LeftExchange
U.S. Loses Seat on U.N. Rights Commission

On Thursday May 3, 2001 a miracle took place. According to Evelyn Leopold, the great power broker has lost its place on the United Nations sponsored Human Rights Commission. This is the first time since 1947 the U.S. has not sat on that commission.
The Hypocrisy has Ended!

The Human Rights Commission probes rights abuses throughout the world. One has to wonder if the fact that a U.S. delegate has sat on this Commission for so long has contributed to the complete lack of investigation into U.S. practices around the world: disseminating fear and terror, promoting dictatorship and depotism. The United States is currently the largest seller of arms and weapons in the world. America has trained tyrants around the globe in how to abuse, exterminate, disappear, torture and violate the people of the lower classes.
Instead France, Austria and Sweden were chosen for the three seats allocated to Western countries that were up for election.
Not that France’s record on human rights is stellar. Remember that they were a major player in the genocide in Rwanda.
The commission was created in 1947 and the United States, Russia and India had served on the body ever since. Eleanor Roosevelt, the widow of President Franklin D. Roosevelt, was the first U.S. delegate to the commission, which issued the landmark Universal Declaration of Human Rights in 1948. However, American support for the Declaration has been anything but enthusiastic. Per usual, the United States has taken an all-too-frequent “pragmatic” approach to its application: translation=profits come before people.

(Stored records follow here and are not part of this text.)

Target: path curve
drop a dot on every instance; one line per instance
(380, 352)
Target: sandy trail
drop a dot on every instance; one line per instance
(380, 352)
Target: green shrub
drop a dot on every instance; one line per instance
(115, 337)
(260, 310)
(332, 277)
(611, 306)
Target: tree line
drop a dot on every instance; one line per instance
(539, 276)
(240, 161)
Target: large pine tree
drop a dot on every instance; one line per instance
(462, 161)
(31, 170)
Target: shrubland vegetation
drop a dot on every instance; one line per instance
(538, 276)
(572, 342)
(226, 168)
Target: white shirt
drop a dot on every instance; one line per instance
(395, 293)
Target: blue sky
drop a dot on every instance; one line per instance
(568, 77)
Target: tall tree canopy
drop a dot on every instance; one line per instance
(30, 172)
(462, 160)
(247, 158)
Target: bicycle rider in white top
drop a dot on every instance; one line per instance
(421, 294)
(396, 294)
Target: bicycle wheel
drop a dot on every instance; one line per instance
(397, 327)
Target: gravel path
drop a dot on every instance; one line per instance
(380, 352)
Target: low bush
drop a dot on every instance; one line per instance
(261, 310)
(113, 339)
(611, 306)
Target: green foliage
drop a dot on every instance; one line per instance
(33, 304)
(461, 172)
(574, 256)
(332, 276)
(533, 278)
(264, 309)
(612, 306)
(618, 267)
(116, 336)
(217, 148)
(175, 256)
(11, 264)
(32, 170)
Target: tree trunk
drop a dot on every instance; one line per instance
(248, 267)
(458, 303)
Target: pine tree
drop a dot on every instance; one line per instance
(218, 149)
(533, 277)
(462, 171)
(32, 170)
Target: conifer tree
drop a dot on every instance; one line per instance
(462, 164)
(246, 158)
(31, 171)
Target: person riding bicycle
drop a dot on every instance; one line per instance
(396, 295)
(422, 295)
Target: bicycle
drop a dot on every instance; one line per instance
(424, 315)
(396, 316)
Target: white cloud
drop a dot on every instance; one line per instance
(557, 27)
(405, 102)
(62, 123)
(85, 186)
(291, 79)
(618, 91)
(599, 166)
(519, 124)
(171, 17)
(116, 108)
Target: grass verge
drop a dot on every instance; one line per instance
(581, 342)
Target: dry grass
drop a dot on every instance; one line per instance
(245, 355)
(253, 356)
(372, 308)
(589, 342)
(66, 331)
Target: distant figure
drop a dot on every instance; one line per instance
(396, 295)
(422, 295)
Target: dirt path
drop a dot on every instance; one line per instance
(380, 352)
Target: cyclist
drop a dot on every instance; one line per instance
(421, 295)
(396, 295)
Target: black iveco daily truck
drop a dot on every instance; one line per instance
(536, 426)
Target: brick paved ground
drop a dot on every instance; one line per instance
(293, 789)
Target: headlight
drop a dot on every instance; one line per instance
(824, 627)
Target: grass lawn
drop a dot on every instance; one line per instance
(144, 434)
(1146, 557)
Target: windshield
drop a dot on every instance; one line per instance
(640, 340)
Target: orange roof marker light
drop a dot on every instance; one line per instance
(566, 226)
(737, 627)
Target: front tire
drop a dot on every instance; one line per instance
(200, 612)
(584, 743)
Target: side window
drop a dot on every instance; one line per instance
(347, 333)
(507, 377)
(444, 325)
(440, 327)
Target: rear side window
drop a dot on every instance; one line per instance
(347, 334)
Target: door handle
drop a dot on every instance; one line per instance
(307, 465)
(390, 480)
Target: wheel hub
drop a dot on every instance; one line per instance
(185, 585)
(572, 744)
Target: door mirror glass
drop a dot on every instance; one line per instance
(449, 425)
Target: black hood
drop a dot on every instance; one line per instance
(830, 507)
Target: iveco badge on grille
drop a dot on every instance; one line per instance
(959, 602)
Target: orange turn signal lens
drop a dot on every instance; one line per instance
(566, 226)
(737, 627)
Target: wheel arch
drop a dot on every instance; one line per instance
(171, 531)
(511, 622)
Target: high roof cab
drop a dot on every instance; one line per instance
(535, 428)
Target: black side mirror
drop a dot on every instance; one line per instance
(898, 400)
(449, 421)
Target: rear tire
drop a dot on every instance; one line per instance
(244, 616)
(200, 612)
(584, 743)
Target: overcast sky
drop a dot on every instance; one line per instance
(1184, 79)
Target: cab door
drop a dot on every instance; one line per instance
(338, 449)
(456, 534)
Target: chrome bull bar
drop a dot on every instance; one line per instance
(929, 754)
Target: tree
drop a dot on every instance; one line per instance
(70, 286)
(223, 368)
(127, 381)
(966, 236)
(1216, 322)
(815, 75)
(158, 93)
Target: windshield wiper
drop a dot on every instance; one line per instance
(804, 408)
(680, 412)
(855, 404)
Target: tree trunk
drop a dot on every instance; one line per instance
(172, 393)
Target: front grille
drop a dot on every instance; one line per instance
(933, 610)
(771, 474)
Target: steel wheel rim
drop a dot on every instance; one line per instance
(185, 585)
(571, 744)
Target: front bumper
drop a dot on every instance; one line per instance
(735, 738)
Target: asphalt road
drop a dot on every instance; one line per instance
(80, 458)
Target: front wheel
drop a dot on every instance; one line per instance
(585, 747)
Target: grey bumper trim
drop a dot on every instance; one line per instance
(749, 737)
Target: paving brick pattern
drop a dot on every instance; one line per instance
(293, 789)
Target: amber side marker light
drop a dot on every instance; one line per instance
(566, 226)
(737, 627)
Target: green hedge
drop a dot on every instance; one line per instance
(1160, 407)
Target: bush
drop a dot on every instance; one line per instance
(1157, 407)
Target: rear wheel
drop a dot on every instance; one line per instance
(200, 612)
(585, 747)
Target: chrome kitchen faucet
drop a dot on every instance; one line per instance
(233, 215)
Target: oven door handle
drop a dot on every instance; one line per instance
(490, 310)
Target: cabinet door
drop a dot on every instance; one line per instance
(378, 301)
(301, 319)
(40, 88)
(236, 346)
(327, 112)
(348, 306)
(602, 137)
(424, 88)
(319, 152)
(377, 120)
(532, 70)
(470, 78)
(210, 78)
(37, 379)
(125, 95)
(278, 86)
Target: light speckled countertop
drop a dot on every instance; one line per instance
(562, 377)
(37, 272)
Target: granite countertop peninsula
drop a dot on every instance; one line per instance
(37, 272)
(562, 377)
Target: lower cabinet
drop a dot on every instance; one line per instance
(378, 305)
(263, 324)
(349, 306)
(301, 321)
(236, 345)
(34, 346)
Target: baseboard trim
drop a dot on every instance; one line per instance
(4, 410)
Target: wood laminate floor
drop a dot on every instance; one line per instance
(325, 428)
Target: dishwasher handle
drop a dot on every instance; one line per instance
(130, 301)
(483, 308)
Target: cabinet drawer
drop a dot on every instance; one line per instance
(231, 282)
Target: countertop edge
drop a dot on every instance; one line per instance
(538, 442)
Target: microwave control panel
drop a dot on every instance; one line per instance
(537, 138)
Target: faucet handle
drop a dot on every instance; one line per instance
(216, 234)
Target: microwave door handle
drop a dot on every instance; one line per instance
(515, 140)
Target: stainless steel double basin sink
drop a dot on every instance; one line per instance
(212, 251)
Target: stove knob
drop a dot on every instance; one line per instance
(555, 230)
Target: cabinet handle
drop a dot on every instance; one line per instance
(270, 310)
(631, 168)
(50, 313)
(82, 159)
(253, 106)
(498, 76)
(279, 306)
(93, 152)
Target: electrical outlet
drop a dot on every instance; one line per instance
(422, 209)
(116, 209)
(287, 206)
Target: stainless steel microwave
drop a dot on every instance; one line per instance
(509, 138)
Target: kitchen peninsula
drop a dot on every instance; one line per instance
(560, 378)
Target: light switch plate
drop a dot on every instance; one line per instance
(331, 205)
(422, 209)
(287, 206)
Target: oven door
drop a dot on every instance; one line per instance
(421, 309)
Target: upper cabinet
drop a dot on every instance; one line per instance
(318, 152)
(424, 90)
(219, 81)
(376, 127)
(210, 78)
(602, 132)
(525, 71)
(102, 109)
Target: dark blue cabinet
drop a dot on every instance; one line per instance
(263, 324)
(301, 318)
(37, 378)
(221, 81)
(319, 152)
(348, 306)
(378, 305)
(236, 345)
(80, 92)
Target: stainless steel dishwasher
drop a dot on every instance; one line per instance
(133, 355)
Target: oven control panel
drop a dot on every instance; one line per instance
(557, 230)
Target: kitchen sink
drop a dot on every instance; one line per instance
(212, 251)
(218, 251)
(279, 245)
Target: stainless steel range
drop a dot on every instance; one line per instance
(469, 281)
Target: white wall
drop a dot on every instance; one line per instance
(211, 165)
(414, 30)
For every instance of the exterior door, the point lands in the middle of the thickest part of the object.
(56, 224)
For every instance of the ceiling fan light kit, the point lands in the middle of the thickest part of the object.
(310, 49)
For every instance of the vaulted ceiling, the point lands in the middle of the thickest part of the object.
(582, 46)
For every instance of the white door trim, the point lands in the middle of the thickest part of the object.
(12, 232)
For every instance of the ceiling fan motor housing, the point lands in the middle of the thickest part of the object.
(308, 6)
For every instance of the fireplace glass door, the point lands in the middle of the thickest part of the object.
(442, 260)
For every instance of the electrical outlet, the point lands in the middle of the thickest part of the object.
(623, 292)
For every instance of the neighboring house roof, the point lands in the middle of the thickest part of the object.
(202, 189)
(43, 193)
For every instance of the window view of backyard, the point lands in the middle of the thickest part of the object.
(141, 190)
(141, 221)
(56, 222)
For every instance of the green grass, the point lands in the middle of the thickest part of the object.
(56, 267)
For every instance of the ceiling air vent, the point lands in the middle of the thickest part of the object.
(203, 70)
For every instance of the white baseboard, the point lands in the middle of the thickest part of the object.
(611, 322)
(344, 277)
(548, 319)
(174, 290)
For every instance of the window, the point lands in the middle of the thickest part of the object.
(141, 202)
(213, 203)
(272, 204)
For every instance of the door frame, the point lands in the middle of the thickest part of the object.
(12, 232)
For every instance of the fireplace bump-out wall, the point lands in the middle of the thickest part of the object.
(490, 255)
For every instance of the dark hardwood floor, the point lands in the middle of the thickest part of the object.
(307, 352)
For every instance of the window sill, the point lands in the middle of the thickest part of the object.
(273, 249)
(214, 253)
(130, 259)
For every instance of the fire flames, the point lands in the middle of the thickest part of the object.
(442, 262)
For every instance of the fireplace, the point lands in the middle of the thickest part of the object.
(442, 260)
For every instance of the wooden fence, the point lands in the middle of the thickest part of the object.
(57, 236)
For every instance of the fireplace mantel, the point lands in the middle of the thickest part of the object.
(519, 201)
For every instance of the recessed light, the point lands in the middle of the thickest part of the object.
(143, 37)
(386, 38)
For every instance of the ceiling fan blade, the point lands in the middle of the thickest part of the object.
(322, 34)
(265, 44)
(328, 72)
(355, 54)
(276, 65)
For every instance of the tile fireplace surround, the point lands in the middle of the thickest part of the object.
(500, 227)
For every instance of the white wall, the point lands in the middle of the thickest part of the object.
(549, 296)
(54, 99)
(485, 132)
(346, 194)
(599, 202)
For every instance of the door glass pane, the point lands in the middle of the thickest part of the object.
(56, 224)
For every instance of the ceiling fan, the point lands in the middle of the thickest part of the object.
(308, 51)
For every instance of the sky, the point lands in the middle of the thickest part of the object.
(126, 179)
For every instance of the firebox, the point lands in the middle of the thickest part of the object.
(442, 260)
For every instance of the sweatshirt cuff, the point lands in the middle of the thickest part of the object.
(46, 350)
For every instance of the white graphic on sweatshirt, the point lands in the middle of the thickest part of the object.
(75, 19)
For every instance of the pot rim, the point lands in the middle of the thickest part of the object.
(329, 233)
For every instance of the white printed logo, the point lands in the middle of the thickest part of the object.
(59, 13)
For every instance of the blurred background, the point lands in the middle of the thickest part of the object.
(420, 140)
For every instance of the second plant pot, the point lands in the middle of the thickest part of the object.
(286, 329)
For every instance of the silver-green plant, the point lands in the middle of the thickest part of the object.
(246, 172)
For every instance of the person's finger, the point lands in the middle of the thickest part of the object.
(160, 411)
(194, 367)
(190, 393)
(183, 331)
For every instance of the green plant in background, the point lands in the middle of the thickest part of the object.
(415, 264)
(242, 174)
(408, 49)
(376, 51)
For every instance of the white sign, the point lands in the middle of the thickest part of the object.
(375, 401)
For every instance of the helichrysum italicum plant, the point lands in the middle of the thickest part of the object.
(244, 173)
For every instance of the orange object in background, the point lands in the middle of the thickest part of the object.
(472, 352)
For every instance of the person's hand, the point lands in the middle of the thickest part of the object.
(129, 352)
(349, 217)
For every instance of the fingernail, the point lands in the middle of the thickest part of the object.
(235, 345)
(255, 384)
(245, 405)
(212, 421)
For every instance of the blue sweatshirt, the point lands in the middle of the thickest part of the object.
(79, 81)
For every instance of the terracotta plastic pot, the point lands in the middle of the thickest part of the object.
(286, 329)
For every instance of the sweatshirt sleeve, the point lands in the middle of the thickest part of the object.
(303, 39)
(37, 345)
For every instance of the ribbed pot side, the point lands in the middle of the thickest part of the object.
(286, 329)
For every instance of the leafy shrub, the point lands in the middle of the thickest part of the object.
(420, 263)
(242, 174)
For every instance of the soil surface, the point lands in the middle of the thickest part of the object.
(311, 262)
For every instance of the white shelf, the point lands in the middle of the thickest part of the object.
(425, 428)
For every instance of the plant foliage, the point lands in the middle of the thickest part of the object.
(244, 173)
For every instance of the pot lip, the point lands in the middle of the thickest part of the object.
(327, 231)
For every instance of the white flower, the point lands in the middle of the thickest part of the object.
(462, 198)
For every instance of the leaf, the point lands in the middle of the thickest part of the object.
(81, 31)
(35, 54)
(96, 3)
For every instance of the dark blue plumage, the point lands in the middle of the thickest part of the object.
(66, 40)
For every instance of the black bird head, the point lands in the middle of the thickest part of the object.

The Bush administration's opposes the Kyoto climate change treaty and plans to build a ”missile defense shield”. It is no wonder the world couldn’t take it any more. The U.S. has repeatedly refused to act on and/or to sign treaties that could make a real difference in the lives of ordinary people. Drill in Alaska? Why not! Arsenic in the water? Sure. Why is there any arsenic in our water?
Washington has also opposed a treaty to ban landmines. Landmines remain on the field long after combatants have left. Maps of where these deadly, indiscriminate weapons are located are usually kept secret—the point is that they are covert.
Children, women, farmers, ordinary citizens step on the mines years later, and either die outright or suffer horrible pain and injury. Today, the same companies that manufacture mines will offer to locate them and dispose of them. . .for a price.
And the United States has consistently blocked measures that would make generic AIDS drugs available to those who most need them.
Certainly, this has been a long time coming. I wonder what it will mean for the committee, but I hope it means an aggressive look at U.S. Foreign Policy and its never ending quest to grind the labor classes into extinction.